Writer/director Sergey Loznitsa’s wild, all-over-the-place depiction of the ongoing war in Donbass, eastern Ukraine, is a hard movie to get a handle on and doesn’t really communicate anything except the madness of the whole situation in that region – but it does so pretty spectacularly.
Not bothering to offer much exposition or explanation, this one plays as a sometimes fevered and typically unreliable series of near-sketches of daily life in Donbass, with the tone veering from ferocious anger, to absurdist humour, to inexplicable chaos, and the viewer is left to make sense of it all. Or not.
The opening sequence (complete with jiggling hand-held camera) blurs the line between fact and fiction: are we watching a staged sequence for TV, or a filmed chronicle of real events gone violently wrong? And does it really matter?
Then we’re thrown into chapters where a bucket of crap is dumped on a councilman’s head, an egomaniacal separatist discusses scavenged supplies for a maternity ward and a motley group of men are forced to strip in the snow and mocked (by a scary female officer) for not joining up to fight. Who are these people? What’s going on? Where do we start?

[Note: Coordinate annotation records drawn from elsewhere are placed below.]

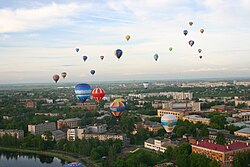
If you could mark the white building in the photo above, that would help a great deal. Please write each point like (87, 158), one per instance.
(158, 145)
(19, 134)
(40, 128)
(76, 133)
(244, 116)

Loznitsa repeats moments from varying perspectives, making you doubt everything you’re seeing, and goes a little too far with a would-be-funny wedding where the cast all mug and leer like Monty Python-esque loons, and yet there are still highlights here that prove shocking and haunting. A soldier’s cries of never surrendering and battling to the end are abruptly cut short by a deadly attack; another is viciously beaten for trying to desert; and still more brag about the number of corpses they’ll gladly show a freaked-out German journalist, before the gang are told to shut up and stop lying. But are they?
At times as crazed and dangerous as the war itself, this shows a ‘post-propaganda’ Donbass where technology is everywhere (especially mobile phones) and yet nothing can properly depict what the Hell is happening. And if the ‘truth’ could be somehow caught and put on the internet for all the world to see would anyone truly understand or believe it? Or care?